Investors are chomping at the bit for NFC. Take a glance at a four-year stock chart of almost any semiconductor company providing IP to the mobile phone industry and you will understand why. In December, when NXP announced a partnership with Google (GOOG) to provide NFC, the stock took off. From the time of the announcement until NXPI’s fourth quarter conference call on February 15, the stock price increased 57%. During the conference call the NXPI’s CEO tempered investors' enthusiasm with conservative guidance and made it clear that NFC was a second half of the year story. Since then the stock is only up 6.7%. The rumors of Apple (AAPL) delaying adoption of NFC until 2012 haven’t helped either.
Google’s announcement of Google Wallet on May 26 has thrown more cold water on the stock. Since then, NXPI is down 6.5%. The market is also down 1.5%, but NXPI is clearly under performing. I believe that after the Google wallet announcement, investors began realizing that this may end up being a late 2012 story. The reason being that as an alternative to a credit card – NFC -- is just too complicated. Merchants will need to upgrade their existing point of sales terminals with NFC-enabled ones. NFC chips will need to be installed in phones. Credit card companies will need to process the payments.

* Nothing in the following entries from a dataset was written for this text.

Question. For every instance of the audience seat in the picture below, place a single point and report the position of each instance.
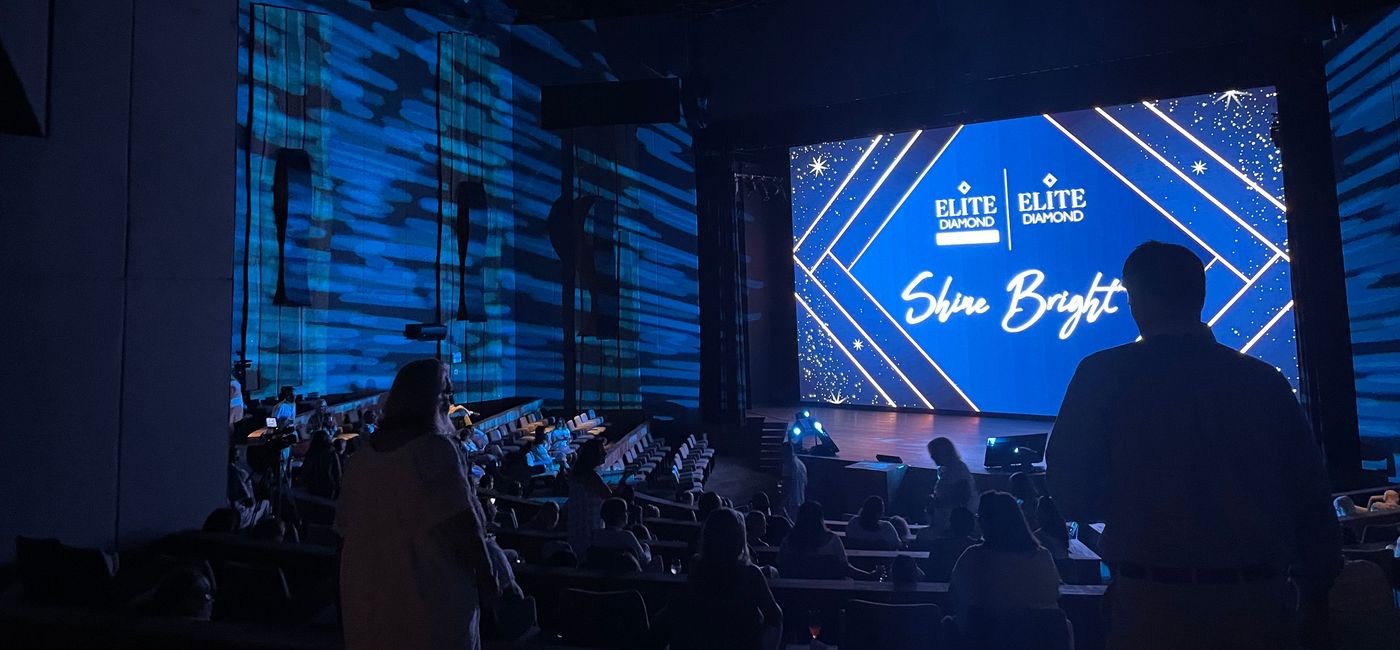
(878, 626)
(1045, 629)
(602, 619)
(252, 593)
(1364, 607)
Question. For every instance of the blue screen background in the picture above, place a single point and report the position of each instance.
(1200, 171)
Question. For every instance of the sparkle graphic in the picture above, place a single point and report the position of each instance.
(1232, 95)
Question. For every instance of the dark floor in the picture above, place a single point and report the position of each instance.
(734, 478)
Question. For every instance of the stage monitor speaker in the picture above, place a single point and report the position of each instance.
(424, 331)
(1015, 451)
(611, 102)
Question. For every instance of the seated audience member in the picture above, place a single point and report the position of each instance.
(926, 535)
(758, 526)
(503, 517)
(319, 471)
(585, 496)
(241, 496)
(1390, 500)
(868, 530)
(643, 533)
(545, 519)
(812, 551)
(707, 503)
(1008, 569)
(221, 520)
(727, 603)
(905, 570)
(1028, 498)
(536, 455)
(760, 503)
(944, 551)
(184, 593)
(779, 528)
(273, 530)
(955, 483)
(1052, 530)
(902, 528)
(615, 535)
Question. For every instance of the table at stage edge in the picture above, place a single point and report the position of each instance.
(868, 478)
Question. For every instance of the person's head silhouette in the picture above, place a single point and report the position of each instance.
(419, 398)
(1166, 287)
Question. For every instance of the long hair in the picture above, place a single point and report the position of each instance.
(942, 451)
(1003, 526)
(871, 513)
(591, 454)
(809, 528)
(419, 398)
(724, 547)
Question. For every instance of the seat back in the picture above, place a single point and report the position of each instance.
(602, 619)
(252, 593)
(1361, 587)
(1047, 629)
(882, 626)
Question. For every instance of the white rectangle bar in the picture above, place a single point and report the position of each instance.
(965, 237)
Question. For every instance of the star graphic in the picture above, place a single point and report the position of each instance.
(1232, 95)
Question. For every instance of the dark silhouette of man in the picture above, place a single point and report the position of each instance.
(1200, 462)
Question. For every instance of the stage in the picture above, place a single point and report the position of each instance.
(842, 482)
(861, 433)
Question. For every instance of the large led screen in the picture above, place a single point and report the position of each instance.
(970, 268)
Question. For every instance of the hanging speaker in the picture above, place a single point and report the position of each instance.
(611, 102)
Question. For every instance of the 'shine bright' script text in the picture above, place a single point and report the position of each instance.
(1028, 306)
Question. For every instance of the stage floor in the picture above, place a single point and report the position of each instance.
(861, 433)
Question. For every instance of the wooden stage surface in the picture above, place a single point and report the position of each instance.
(861, 433)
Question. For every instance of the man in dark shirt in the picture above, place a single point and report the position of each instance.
(1200, 462)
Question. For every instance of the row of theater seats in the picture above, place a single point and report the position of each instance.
(510, 439)
(653, 467)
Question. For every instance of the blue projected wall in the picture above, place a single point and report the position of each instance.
(1364, 87)
(972, 268)
(385, 118)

Google has partnered with several companies to begin a trial this summer. Citi MasterCard (C) has signed on as a payment processor. I assume that means it will work with a Bank of America MasterCard (BAC), but if you use a Visa (V) or American Express (AXP) you are out of luck. Apparently, it also works with a Google pre-paid card. Sprint’s Nexsus (S) is the only phone that will work. So phones using Verizon (VZ) or AT&T (T) need not apply. However, there is some kind of NFC-enabled sticker than can be attached to non-Nexsus phones. Finally, the merchants have to accept the payments. Partnering with Citi and its PayPass service is supposedly a good start, but you can see how complicated this is.
I am not sure how long this trial is going to run. I am assuming three months, but it could easily run longer. Additionally, Google is being sued by PayPal over claims that it stole trade secrets. Finally, Google has to convince the public this method is better than simply whipping out a credit card ,,, not to mention security concerns. So you can see how broad adoption could be a ways away.
Another problem for NXPI is that the longer adoption is delayed, the higher the probability of Broadcom or Qualcomm offering an integrated solution that is smaller, faster and lower powered. These companies also provide more cost competition. Along with being the new guys on the block, their designs may be much more flexible than NXPI’s solution. I wouldn’t be surprised if Apple engineers aren’t sitting down side by side with Broadcom or Qualcomm’s engineering fine-tuning a solution specifically for Apple.
NXPI still has many advantages, but I believe the market is starting to understand that this won’t be a slam dunk for NXPI.
Disclosure: Long NXP Semiconductor and Apple.